Но вот герольд, одетый в пурпур, снова появился на балконе и в свой звонкий рупор крикнул: «Жорис Борлют!» Это было имя победителя.
Жорис Борлют… Имя как бы упало, слетело вниз, с высоты башни на черные ряды присутствующих, затем поднялось, полетело, перелетало, передавалось от одного к другому, с одной волны на другую, как чайка в море.
Через несколько минут дверь здания крытого рынка широко раскрылась… За герольдом, одетым в пурпур, шел человек, имя которого было в эту минуту у всех на устах.

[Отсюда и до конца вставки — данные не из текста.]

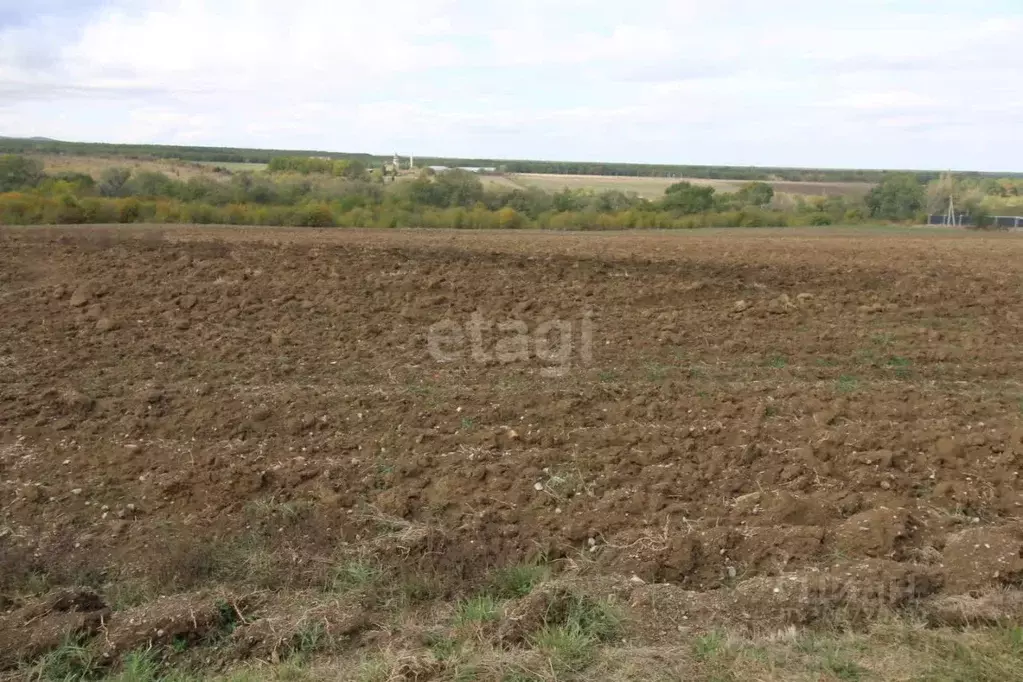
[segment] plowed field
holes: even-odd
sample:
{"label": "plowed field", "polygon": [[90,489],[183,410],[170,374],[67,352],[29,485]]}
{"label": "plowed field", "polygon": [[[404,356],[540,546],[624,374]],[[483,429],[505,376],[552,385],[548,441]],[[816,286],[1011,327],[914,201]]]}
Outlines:
{"label": "plowed field", "polygon": [[0,669],[946,669],[744,652],[1018,622],[1021,285],[1012,235],[4,229]]}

Герольд раздвинул толпу, образовал дорогу, чтобы проводить музыканта-победителя до лестницы дворца, где восседавшие городские власти должны были передать ему назначение.
Все расступились, как перед кем-нибудь, кто выше их, как перед епископом, когда он во время процессии несет реликвию св. Крови.
Жорис Борлют! Имя продолжало летать по Большой площади, ударяясь о фасады, окна и даже шпицы, повторяемое до бесконечности, уже знакомое всем, точно оно было написано им самим на открытом воздухе…
Между тем победитель, дойдя до площадки готической лестницы, был любезно встречен губернатором, городскими властями, которые, подтверждая всеобщее признание, подписали перед ним его назначение на должность городского саrillionneur'а. Затем они передали ему, как награду за его победу и удостоверение его должности, ключ, с железными украшениями, тяжелыми стальными арабесками, ключ, величественный, как посох. Это был ключ от башни, куда отныне он один мог входить, когда захочет, как будто он жил там или был ее владетелем.
Победитель, получив этот живописный дар, вдруг ощутил меланхолию, следующую всегда за каждым праздником, — чувство одиночества и непонятное волнение. Ему показалось, что он взял в руки ключ от своей гробницы.
Глава II
Вечером, в день состязания, Борлют отправился, около девяти часов, к старому антикварию Ван-Гюлю, своему другу, как он имел обыкновение делать это каждый понедельник. Ван-Гюль занимал на rue des Carroyeurs Noirs старый дом с двумя шпицами, кирпичный фасад которого был украшен над дверью барельефом, изображающим корабль, с надутыми, как груди, парусами. Некогда здесь помещалась корпорация лодочников в Брюгге, и подлинная дата 1578 на одном из скульптурных украшений подтверждала ее благородную древность. Дверь, замки, окна, — все было восстановлено со знанием дела но старым образцам; кирпичи были положены гладко, с прибавлением новых, местами — с медною окисью времени, оставленною в неприкосновенности на камнях. Эту замечательную реставрацию произвел Борлют для своего друга в начале своей деятельности, едва только окончив академию, где он изучал архитектуру. Это был урок для общества, урок красоты для всех тех, которые, владея старинными зданиями, предоставляли им погибать непоправимо или разрушали их, перестраивая в банальные(современные дома.